Since care for diabetic foot ulcers is delivered by a wide range of healthcare professionals, from nurses working in primary care to specialized diabetes foot clinics, collecting population-based data on diabetic foot ulceration is notoriously difficult. Furthermore, epidemiological data on populations with diabetic foot ulceration collected from selected subpopulations is open to bias, hence the importance of unselected population-based data.

To address this issue, my colleagues and I conducted a national, population-based, cohort study of people with diabetes, with the aim of describing the incidence of foot ulceration and amputation-free survival associated with foot ulceration status. Our paper, which was published in Diabetes Care, focused on the occurrence of foot ulceration stratified by history of previous foot ulceration and by type of diabetes, for a period of nearly 6 years, from 2012 to 2017. We used the Scottish Care Information-Diabetes database (SCI-diabetes) of unselected people with diabetes, which included 233,459 people with diabetes who were alive on January 1, 2012, identified from the national population-based register. SCI-Diabetes also collects real-time data from various sources such as other primary care records, prescribing records, laboratory data, hospital admissions, and surgical data, among others. The population included 23,395 people with T1D and 210,064 with T2D.

Death More Common Than Amputations

Our study team found that the overall annual incidence of foot ulceration was 11.2 per 1,000 person-years, with a rate of 7.8 per 1,000 person-years for a first-time ulcer. It is likely that some ulcers, especially those that healed quickly, may have been missed and so these estimations may be at the lower end of reality. Of patients who had experienced a previous ulcer, 34% developed a further foot ulcer, while 4% developed an ulcer for the first time during follow up. The rates of amputation-free survival are much worse in patients who have had a previous ulcer, with crude relative risks about five-fold for T1D and 2.5-fold for T2D (Figure).

Overall, 21.7% of people either died or had an amputation during follow-up. We found that death occurred more often than amputation in both T1D (9.3% vs 2.1%) and T2D (22.3% vs 1.1%). Among patients with no history of foot ulceration, 19.6% died and 0.7% had an amputation; 20.1% had an event overall as some died after amputation.
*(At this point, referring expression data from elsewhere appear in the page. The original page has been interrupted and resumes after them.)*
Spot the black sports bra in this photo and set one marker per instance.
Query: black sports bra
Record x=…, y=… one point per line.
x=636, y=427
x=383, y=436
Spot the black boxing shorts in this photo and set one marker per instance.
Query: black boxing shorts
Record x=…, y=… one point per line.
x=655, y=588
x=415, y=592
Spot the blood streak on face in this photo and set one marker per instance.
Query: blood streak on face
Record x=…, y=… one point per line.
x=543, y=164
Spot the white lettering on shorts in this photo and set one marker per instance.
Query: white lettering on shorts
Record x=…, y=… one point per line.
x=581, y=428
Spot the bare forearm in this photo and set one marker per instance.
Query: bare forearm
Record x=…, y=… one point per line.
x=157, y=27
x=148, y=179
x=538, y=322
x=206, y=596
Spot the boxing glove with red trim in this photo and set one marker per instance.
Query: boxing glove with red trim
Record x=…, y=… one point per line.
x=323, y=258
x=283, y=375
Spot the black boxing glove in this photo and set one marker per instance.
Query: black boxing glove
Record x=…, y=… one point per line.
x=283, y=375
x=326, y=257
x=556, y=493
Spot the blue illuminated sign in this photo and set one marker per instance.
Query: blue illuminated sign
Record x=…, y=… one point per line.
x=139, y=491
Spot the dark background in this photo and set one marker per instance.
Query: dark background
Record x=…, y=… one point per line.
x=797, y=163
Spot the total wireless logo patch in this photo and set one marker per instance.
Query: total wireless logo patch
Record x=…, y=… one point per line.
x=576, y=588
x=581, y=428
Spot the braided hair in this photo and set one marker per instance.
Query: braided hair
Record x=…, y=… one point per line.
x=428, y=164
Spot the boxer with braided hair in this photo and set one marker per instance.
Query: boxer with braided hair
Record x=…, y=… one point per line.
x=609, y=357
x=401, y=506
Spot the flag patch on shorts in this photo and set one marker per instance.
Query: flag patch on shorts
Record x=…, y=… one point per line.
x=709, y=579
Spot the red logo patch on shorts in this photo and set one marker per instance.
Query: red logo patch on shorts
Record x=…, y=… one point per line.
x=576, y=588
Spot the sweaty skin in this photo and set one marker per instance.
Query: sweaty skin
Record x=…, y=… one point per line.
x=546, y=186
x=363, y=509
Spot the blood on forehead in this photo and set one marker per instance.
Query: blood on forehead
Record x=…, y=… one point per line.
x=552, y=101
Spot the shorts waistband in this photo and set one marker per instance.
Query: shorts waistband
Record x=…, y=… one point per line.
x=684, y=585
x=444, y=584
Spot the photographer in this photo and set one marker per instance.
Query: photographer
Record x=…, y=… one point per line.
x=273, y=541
For people with a history of a foot ulcer, the corresponding figures were 44.5% (death), 9.4% (amputation), and 49.5% with an event overall.
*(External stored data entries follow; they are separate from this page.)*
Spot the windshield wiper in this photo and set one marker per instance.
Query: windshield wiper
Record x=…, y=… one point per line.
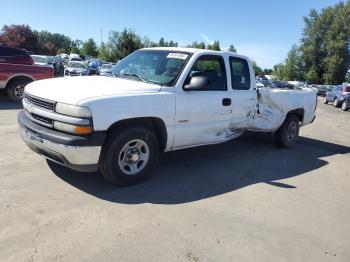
x=143, y=79
x=137, y=76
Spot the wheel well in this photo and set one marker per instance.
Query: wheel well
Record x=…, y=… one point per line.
x=299, y=113
x=18, y=78
x=153, y=123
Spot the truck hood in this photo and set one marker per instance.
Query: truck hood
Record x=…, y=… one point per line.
x=71, y=90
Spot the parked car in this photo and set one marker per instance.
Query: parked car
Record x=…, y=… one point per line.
x=76, y=68
x=106, y=70
x=337, y=95
x=183, y=98
x=17, y=69
x=282, y=84
x=43, y=60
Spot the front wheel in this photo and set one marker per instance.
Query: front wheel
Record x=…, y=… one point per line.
x=287, y=134
x=129, y=155
x=16, y=89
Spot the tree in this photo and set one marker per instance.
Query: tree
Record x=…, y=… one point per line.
x=20, y=36
x=293, y=68
x=119, y=45
x=90, y=48
x=257, y=69
x=48, y=49
x=60, y=41
x=76, y=47
x=267, y=71
x=232, y=49
x=215, y=46
x=195, y=44
x=278, y=71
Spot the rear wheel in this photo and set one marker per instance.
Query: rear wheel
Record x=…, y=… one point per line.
x=129, y=155
x=336, y=102
x=287, y=134
x=15, y=89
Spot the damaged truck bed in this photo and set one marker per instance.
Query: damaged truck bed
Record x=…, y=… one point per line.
x=158, y=99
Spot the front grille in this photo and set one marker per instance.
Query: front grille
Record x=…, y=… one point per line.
x=40, y=102
x=42, y=119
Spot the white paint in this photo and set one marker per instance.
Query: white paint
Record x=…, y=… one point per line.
x=191, y=118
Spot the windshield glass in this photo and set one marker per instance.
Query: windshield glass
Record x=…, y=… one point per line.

Physical and Mental Risk Factors for Poor Outcomes

Risk factors for poor outcomes include well-recognized vascular and metabolic risk factors such as ischemic heart disease, stroke, peripheral vascular disease, renal failure, smoking, high blood pressure, and elevated cholesterol. In addition to these, mental illness, social deprivation, low BMI, and low A1C were risk factors, as low BMI and A1C are probable markers for frailty.

 In conclusion, my colleagues and I found a strong association between a history of foot ulceration and amputation or death. After adjusting for all measured risk factors, previous ulceration was still associated with death or amputation, having a HR of 3.4 in T1D and 2.4 in T2D. However, our research, which focuses on the estimate of ulcer incidence in an unselected population-based national dataset, should help with healthcare planning and with workforce organization. Death remains the predominant adverse outcome for all groups in our study; therefore, aggressive cardiovascular risk factor modification is recommended. Finally, the emerging evidence regarding social deprivation, mental illness, and probable frailty as independent risk factors, warrants greater attention and future research should focus on interventions to improve outcomes.